Le spectacle a été créé au Théâtre du Soleil, chez Ariane Mnouchkine. En porte-t-il l’esprit ?
Je n’ai jamais lâché cet esprit. Constituer une troupe, faire un spectacle qui se dédie essentiellement au public. Ce n’est pas un théâtre d’institution, c’est un théâtre populaire. Donc dans ce sens-là, oui, il porte l’esprit du Théâtre du Soleil.

Sur grand écran, vous vous êtes illustrés aussi bien dans des films populaires et grand public que dans un cinéma d’auteur, plus engagé. Qu’est-ce qui guide vos choix ?
L’écriture, la personne qui me fait la proposition, l’histoire que ça raconte, qui va jouer dedans… C’est un tout. Cela détermine ce que je dois faire autant que ce que je ne dois pas, même si les choses que j’ai refusées de faire ne sont pas visibles.

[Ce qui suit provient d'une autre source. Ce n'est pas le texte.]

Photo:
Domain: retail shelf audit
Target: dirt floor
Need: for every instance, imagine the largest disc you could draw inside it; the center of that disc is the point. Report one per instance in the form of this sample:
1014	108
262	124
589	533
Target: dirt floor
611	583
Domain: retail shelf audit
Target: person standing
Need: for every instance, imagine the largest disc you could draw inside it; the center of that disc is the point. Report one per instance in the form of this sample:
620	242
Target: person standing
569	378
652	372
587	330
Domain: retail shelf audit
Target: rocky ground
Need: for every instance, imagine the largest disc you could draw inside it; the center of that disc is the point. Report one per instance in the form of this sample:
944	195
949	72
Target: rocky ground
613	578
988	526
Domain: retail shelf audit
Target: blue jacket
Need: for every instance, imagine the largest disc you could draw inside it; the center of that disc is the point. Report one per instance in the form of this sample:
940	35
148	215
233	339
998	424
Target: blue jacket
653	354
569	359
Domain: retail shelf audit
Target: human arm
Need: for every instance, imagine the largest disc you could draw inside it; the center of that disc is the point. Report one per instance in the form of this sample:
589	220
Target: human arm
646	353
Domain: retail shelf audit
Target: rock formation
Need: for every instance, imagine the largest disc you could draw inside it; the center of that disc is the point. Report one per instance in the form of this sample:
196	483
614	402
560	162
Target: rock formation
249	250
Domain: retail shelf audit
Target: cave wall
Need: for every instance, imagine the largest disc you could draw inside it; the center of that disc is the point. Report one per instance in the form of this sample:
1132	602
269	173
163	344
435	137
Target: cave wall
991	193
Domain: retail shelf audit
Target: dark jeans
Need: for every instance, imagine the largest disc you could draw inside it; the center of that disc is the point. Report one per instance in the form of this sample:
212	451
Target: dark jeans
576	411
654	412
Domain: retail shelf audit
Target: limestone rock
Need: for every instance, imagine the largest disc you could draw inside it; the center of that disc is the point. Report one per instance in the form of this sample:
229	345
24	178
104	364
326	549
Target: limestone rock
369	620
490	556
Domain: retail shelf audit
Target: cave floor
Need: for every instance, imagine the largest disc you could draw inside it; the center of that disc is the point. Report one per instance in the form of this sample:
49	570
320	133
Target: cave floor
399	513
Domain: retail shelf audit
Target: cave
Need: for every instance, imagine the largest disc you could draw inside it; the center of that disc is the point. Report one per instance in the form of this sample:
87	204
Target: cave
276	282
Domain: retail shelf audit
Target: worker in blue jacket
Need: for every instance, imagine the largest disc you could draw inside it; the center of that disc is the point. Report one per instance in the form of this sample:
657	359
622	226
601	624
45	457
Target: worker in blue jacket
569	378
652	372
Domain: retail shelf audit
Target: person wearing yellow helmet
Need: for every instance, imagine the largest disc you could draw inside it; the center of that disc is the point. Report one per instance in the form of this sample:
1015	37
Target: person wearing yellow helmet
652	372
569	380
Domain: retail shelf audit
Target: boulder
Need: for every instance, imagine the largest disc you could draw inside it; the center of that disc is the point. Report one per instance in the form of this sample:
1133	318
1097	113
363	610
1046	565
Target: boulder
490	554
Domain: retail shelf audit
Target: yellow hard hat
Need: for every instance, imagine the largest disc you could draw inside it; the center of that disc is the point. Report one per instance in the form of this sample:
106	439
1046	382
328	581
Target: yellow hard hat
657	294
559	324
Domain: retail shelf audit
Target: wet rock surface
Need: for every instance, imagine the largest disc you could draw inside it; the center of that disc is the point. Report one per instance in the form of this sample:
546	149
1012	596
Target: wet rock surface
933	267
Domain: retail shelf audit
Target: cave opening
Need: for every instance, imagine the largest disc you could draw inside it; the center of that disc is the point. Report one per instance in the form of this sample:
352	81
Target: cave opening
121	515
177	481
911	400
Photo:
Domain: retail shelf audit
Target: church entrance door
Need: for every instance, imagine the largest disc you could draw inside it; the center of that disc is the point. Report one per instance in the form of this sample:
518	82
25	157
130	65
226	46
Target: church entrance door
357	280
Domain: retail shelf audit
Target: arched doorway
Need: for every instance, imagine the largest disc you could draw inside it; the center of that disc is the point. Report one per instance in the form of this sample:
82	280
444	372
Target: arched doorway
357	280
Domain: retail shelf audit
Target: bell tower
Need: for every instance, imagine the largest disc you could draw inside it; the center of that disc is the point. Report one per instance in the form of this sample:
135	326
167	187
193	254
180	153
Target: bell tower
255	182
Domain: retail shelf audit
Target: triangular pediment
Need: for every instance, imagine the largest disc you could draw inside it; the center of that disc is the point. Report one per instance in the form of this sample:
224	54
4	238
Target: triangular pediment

La série a aussi vos faveurs. Qu’est-ce qui vous attire dans ce format ?
Je ne pense pas en termes de format mais plutôt d’aventure. Mais c’est vrai qu’on peut prendre davantage le temps de développer un personnage. Pour moi, c’est un travail : s’il est bien, je le prends. C’est l’âge d’or de la série. Et en ce moment, les scénarios proposés pour le cinéma sont parfois moins intéressants.

Vous êtes un artiste qui n’hésitez pas à prendre position. Notamment en soutien aux Gilets jaunes et plus récemment en condamnant l’agression azérie contre l’Arménie. Par quelles causes au sens large des valeurs, vous sentez-vous concerné ?
Quand je vois quelque chose d’injuste, que ce soit à l’encontre des Arméniens, des Ukrainiens, des Kurdes ou des ouvriers de France et de Navarre, je prends position. C’est la moindre des choses. Mon père et ma mère viennent du monde ouvrier. Si j’avais été d’une autre classe sociale, j’aurais essayé de penser pareil. Cela raconte ça aussi, être un·e artiste : se soucier du bon fonctionnement et de l’harmonie du peuple et du pays dans lequel on vit. Quand on parle des retraites et qu’on dit ça c’est pénible, ça c’est pas pénible, c’est pénible ! Tout est putain de pénible ! Qu’on soit cheminot, qu’on travaille sur les chantiers ou dans un bureau de banque, c’est difficile de faire la même chose toute sa vie.

« Les artistes doivent se tenir devant la lame, pas derrière le manche »

Cette réforme est donc injuste…
On vit plus longtemps donc on va travailler plus longtemps ? C’est quoi cette équation de merde !? Ça me met en colère parce qu’on ne tient pas compte de l’avis des gens. On nous dit qu’on est trop cons pour comprendre les chiffres, que le monde est complexe. Ce n’est pas du tout complexe. Qu’on fasse un référendum !
C’est aussi diviser les classes ouvrières en disant « regarder, eux, ils ont des privilèges ». À quelle heure un cheminot a des privilèges alors qu’on sait qu’il y a des milliardaires qui ne paient pas leurs impôts en France ? Ce n’est même pas être de gauche ou de droite, c’est avoir du bon sens.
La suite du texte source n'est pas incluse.